- Felipão relembra a derrota por sete a um para a Alemanha na semifinal da Copa do Mundo de 2014 e aponta um apagão coletivo nos minutos decisivos.
- Em entrevista no programa Seleção Copa, no SporTV, classificou o resultado como uma “catástrofe total” e destacou que poucos minutos definiram o placar.
- O treinador afirmou que, no intervalo, com o Brasil em desvantagem, não havia discurso capaz de mudar o cenário e a prioridade foi aliviar a pressão emocional dos jogadores.
- A comissão técnica assumiu a responsabilidade pelas decisões da campanha, defendendo que todas tinham boas intenções, mesmo sem evitar o revés.
- Questionado sobre ter preferido perder cedo para evitar o vexame, Felipão foi categórico: não abriria mão da campanha que fez e manteve a responsabilidade dele e da equipe pelo resultado.
O treinador Luiz Felipe Scolari, o Felipão, comentou pela primeira vez sobre um dos episódios mais marcantes da história recente da seleção brasileira. A declaração ocorreu durante participação no programa Seleção Copa, do SporTV, após o noticiário sobre a goleada de 7 a 1 aplicada pela Alemanha, em 2014, ressurgir em 2026 no jogo entre Alemanha e Curaçao.

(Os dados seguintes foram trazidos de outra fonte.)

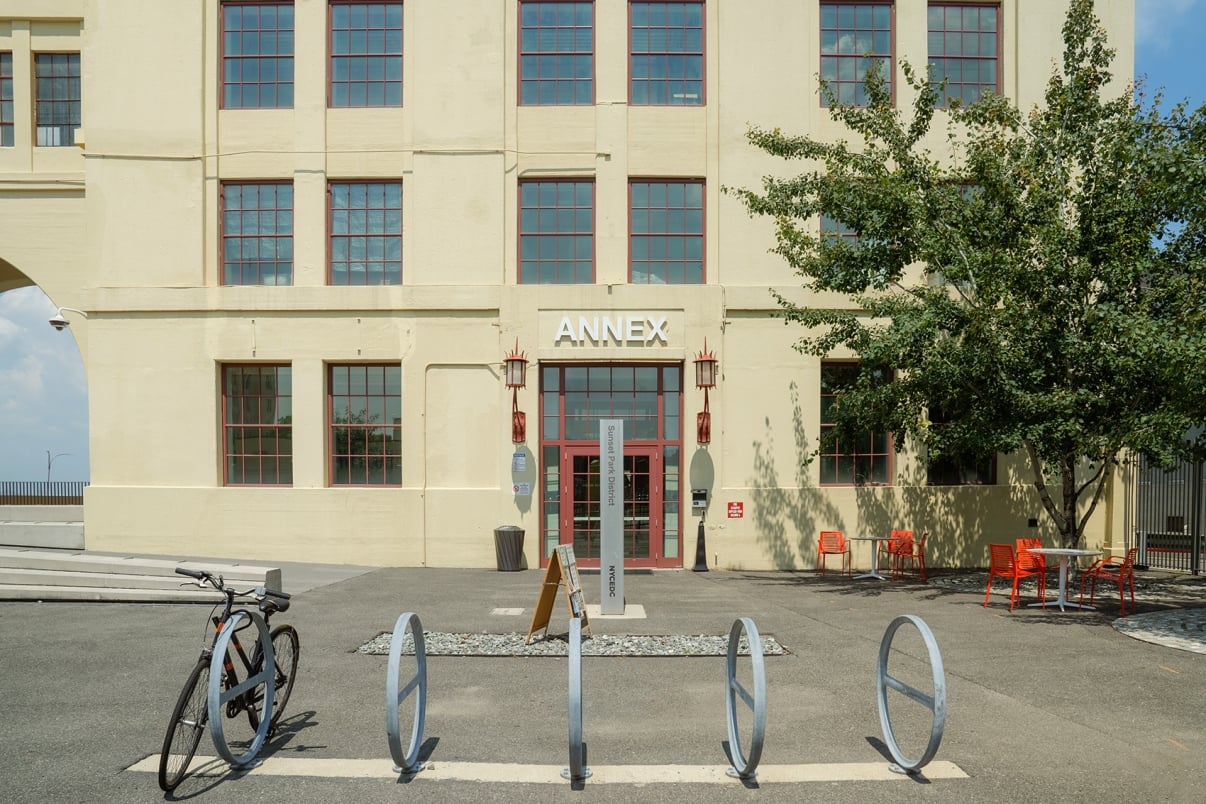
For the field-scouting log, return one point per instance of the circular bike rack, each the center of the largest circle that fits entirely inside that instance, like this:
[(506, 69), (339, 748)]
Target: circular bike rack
[(218, 694), (936, 704), (396, 693), (745, 764), (577, 769)]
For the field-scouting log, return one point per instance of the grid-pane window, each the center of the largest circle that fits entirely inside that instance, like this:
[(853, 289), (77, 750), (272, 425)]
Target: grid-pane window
[(366, 233), (666, 59), (854, 35), (366, 424), (964, 46), (556, 233), (257, 54), (257, 234), (366, 53), (864, 461), (556, 53), (57, 92), (667, 233), (6, 130), (257, 424), (835, 228)]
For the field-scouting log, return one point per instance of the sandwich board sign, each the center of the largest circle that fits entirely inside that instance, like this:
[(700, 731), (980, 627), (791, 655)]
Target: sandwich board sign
[(562, 565)]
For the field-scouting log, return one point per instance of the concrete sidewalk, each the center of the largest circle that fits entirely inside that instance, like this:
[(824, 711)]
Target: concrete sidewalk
[(1043, 705)]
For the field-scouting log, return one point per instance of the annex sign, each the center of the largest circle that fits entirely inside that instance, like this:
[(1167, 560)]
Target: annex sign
[(586, 329)]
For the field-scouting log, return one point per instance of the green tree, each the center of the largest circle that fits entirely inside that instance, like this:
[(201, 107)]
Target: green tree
[(1037, 277)]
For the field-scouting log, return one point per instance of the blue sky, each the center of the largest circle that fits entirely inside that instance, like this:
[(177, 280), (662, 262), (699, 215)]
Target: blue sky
[(44, 397)]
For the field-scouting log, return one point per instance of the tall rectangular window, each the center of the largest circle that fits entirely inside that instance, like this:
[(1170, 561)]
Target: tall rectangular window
[(666, 53), (965, 50), (364, 404), (257, 415), (57, 98), (6, 130), (366, 53), (556, 233), (366, 233), (864, 461), (257, 54), (257, 233), (666, 241), (854, 35), (556, 53)]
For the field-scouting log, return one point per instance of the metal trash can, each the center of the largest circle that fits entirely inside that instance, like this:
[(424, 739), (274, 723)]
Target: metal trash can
[(509, 547)]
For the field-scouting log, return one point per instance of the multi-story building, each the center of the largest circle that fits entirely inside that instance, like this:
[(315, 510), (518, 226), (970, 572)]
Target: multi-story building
[(308, 234)]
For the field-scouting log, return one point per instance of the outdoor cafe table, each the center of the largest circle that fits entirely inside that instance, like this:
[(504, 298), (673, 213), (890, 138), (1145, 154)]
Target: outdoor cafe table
[(874, 556), (1065, 557)]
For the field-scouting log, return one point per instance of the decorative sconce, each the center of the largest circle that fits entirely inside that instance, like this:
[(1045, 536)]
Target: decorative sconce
[(515, 374), (704, 377)]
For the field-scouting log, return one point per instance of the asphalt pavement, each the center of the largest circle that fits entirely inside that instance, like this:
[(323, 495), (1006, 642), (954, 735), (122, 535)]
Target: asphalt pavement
[(1040, 705)]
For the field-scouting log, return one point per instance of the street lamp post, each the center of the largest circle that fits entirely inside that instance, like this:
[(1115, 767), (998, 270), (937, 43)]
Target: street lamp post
[(50, 462)]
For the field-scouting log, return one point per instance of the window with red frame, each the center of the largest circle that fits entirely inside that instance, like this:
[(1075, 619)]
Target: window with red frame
[(556, 233), (257, 54), (57, 98), (257, 430), (366, 233), (556, 53), (854, 35), (6, 130), (861, 462), (666, 58), (666, 221), (965, 50), (366, 424), (366, 53), (257, 233)]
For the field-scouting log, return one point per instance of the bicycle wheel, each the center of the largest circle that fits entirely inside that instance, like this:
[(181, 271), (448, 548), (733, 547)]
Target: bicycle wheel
[(286, 647), (185, 728)]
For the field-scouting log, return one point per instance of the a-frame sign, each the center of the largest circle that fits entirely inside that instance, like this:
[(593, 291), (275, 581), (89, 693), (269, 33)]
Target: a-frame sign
[(562, 565)]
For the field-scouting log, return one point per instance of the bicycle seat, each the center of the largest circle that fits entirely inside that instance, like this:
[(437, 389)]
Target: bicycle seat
[(271, 605)]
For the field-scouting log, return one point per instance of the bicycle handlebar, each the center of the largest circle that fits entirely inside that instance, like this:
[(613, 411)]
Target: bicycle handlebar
[(216, 581)]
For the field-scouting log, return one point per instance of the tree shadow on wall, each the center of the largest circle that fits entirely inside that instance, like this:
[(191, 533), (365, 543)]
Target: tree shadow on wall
[(786, 518)]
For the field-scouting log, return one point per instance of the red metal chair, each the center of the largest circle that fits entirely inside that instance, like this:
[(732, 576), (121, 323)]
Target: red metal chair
[(897, 543), (1003, 563), (1111, 569), (832, 543), (913, 553)]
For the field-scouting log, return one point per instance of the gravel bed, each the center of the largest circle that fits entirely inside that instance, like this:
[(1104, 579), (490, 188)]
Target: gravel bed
[(440, 644)]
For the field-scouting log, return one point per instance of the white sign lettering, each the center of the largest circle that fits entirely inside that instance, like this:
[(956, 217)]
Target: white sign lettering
[(619, 329)]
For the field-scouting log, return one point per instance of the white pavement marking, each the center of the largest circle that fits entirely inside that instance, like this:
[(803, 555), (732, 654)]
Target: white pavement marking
[(631, 611), (504, 773)]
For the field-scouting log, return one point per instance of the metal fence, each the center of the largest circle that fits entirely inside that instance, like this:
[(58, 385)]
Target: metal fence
[(1169, 516), (36, 492)]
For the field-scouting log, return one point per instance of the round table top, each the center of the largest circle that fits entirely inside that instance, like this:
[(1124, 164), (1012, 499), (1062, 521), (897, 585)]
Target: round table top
[(1063, 551)]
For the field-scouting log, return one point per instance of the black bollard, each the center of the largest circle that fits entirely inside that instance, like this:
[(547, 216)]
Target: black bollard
[(701, 551)]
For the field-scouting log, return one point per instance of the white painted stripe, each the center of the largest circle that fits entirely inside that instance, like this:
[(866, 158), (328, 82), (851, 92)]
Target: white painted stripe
[(504, 773)]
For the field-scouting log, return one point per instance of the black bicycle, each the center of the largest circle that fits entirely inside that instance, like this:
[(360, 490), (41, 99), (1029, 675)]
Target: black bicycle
[(241, 686)]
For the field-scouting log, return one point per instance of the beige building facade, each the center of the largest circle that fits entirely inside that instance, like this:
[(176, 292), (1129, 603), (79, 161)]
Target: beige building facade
[(308, 234)]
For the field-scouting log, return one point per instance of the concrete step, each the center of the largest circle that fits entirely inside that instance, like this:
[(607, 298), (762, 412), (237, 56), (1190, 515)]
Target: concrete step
[(30, 574)]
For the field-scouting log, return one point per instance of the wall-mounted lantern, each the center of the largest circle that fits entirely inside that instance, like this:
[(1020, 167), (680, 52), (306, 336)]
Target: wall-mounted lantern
[(515, 374), (704, 377)]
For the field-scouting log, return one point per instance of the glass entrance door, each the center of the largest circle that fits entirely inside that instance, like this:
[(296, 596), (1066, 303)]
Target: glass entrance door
[(642, 504)]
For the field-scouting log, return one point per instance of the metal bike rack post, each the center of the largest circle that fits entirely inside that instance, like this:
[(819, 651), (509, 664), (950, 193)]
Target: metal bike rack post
[(218, 696), (936, 704), (394, 694), (744, 766), (577, 769)]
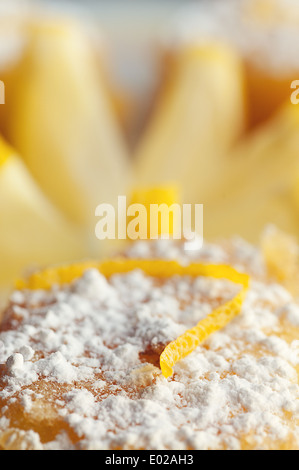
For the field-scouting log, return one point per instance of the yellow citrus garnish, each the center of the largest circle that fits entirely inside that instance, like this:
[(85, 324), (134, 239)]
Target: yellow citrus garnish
[(5, 151), (184, 344), (162, 200)]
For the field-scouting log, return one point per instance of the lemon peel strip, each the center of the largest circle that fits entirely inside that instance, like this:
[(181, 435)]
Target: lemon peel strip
[(188, 341)]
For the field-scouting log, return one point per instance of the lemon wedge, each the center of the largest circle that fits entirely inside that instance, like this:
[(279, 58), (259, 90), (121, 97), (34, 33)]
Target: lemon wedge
[(199, 117), (258, 183), (32, 231), (62, 122)]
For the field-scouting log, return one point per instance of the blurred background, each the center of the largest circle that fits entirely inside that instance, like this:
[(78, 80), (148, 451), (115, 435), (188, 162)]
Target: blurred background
[(103, 97)]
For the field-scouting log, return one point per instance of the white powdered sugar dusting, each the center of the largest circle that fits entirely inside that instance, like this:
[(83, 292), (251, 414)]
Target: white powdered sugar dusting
[(97, 341)]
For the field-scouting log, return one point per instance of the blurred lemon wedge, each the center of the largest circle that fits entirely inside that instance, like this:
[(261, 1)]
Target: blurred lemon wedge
[(257, 182), (200, 115), (32, 232), (62, 123)]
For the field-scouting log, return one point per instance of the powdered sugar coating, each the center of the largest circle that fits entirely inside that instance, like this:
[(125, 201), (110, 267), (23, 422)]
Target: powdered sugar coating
[(95, 341)]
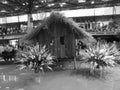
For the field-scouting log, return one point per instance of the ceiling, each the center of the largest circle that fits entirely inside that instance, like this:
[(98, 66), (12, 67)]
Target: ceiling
[(18, 7)]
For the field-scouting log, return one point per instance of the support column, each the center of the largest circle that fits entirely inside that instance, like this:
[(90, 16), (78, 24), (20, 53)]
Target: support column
[(29, 23)]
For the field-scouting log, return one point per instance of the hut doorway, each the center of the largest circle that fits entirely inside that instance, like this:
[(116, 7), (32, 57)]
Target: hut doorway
[(62, 47)]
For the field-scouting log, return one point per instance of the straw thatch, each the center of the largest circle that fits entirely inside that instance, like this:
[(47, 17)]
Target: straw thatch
[(58, 19)]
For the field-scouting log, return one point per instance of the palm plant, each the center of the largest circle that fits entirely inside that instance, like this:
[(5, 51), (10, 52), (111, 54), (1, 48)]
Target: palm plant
[(36, 57), (100, 55)]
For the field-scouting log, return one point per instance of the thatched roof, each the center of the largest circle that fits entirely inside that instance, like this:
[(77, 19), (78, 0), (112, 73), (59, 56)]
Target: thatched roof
[(55, 19)]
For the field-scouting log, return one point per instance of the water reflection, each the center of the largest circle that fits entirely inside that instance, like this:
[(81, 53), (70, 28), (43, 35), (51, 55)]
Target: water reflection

Felipão classificou o resultado como uma catástrofe total e atribuiu a goleada a uma sequência de acontecimentos incomuns que tiraram o domínio do time brasileiro. Em trecho divulgado, ele citou um apagão coletivo em campo como decisivo para o placar ganhar proporções históricas.
Segundo o técnico, houve um intervalo curto em que o Brasil sofreu sete ou oito minutos decisivos, com gols que não costumavam ocorrer em partidas. Ele descreveu aquele momento como um desvio do normal que impactou o resultado final.
O ex-comandante também comentou sobre o vestiário no intervalo da partida, quando o Brasil já perdia por 5 a 0 no primeiro tempo. Felipão disse que não havia discurso capaz de mudar o cenário e que a prioridade foi reduzir a pressão emocional sobre os jogadores.
Ainda conforme o entrevistado, a comissão técnica assumiu a responsabilidade pela situação e procurou sustentar o elenco, reiterando que as decisões tomadas ao longo da campanha foram feitas com as melhores intenções, mesmo sem sucesso naquela noite.
Ao ser questionado sobre preferir ter sido eliminado nas oitavas de final para evitar o vexame, Felipão foi enfático. Disse que não abriria mão da trajetória da seleção e que, mesmo diante de uma derrota ainda maior, não trocaria a classificação até as semifinais pela eliminação precoce. Afirmou que a responsabilidade foi dele e de sua comissão técnica.